I’ve got some real juicy articles in the pipeline for you folks. There’ll be interviews with some hot, up and coming authors you should definitely be reading, some reviews for books that haven’t even hit the shelf yet (Yes, I totally use my time travel abilities to get my hands on books before their release. Lamest use of a super-power ever? Perhaps), and an article or two that are bound to get some hackles frazzled and mouth’s foaming.
Until then, I just wanted to stop in and touch base ’cause I know how you start suffering from withdrawal if you don’t get enough word candy for your eyeballs.
Let’s start with the big one. The Hugo Awards were this weekend. For those of you that don’t know, this is a big deal in the SFF community, especially so this year as the whole question of voting manipulation was drawn into the spotlight when a bunch of Sad Rabid Puppies tried marking everything as their territory (don’t know what this means? Succinctly put, they pissed on everything) and in the process, pissed off pretty much the entire SFF community.

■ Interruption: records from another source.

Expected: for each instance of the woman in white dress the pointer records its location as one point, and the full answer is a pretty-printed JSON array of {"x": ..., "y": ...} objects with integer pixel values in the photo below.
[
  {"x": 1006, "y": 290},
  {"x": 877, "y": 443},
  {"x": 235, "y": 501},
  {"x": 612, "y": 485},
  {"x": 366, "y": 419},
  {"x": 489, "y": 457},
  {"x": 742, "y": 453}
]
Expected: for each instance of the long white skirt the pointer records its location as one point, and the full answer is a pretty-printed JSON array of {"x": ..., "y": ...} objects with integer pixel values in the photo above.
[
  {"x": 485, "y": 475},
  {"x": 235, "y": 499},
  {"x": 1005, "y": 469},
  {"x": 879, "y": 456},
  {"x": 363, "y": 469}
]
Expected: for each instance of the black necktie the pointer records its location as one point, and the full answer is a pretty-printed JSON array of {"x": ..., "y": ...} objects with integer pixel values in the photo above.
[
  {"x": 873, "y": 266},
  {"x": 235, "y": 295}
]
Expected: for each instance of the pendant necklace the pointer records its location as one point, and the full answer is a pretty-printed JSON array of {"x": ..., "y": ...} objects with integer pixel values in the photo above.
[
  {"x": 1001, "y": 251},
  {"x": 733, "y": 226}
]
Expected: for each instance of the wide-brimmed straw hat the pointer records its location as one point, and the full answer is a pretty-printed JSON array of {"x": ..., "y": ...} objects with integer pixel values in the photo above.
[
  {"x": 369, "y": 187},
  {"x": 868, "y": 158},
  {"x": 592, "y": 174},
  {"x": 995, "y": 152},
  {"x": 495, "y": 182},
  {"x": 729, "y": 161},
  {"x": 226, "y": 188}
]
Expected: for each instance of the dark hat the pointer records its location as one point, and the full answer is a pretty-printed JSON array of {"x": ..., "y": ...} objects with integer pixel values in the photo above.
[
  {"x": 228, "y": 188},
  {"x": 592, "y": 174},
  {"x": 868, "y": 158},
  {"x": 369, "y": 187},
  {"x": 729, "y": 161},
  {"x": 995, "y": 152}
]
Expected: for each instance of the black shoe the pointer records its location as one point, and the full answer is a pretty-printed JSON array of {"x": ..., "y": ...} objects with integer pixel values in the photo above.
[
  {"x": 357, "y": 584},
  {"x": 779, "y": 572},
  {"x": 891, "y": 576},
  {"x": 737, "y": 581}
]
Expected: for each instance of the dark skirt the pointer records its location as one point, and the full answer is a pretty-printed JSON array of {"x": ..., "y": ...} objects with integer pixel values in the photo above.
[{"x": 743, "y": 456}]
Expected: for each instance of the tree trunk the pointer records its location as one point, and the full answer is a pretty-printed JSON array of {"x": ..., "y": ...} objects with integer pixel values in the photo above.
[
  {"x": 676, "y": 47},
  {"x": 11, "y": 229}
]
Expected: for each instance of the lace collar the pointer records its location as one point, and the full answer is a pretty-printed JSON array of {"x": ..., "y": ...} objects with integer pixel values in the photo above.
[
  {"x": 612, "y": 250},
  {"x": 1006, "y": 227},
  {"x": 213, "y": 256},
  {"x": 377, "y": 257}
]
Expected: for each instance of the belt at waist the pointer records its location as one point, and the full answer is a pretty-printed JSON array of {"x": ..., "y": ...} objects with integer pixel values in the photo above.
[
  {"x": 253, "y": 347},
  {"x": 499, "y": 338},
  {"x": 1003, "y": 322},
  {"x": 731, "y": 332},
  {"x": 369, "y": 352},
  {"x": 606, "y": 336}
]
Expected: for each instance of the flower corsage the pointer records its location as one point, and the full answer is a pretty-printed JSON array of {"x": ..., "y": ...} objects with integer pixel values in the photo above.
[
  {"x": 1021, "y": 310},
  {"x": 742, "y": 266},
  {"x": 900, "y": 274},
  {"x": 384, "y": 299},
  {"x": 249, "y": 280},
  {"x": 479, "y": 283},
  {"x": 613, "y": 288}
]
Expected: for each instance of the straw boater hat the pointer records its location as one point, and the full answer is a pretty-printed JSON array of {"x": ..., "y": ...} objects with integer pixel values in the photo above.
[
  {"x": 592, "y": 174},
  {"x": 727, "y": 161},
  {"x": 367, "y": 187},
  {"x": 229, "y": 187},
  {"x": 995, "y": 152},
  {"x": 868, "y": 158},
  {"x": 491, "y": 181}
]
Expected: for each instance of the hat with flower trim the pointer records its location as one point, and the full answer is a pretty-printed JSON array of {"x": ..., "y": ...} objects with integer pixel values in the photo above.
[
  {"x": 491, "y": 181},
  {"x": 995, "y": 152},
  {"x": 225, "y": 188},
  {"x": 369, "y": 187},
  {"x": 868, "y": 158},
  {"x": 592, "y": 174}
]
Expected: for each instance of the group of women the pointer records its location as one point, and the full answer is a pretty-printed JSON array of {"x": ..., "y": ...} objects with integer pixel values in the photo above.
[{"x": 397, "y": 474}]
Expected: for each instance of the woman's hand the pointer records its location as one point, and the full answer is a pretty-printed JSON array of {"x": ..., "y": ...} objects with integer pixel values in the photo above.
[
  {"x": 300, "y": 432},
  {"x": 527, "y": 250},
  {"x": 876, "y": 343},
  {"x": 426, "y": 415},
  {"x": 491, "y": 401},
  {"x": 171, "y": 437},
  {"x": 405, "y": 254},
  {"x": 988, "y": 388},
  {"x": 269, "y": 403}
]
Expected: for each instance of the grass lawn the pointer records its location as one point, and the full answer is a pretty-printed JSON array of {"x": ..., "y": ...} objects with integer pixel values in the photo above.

I’m not going to lend the Puppies arguments any legitimacy by reciting them here. Wired did a great article on it, so read that if you’re interested (and bored). For now, I think it’s time we let those hateful jerks wallow in obscurity.
Seriously, I know they gamed the system this year, and sure, that’s a threat in the future. But the best thing to do moving forward is ignore them. The Hugos this year proved that they simply aren’t relevant. They got some authors, books, and editors onto the ballot that had no business there, but when the final votes were tallied, fandom replied with a resounding, “We’re done playing with you.”
And so am I.
But, before I pack up the bat and ball and sache home, I want to throw out three ‘attagirls.
Two of those back-pats go to Anne Bellett and Marko Kloos. If you remember, these two were voted onto the ballot, but refused their nominations on the grounds that they didn’t want to be pawns in somebody else’s political scheming. This is all the more heartbreaking considering when the final results were announced, it was revealed that Bellett would have made the ballot even without the tampering. Bummer.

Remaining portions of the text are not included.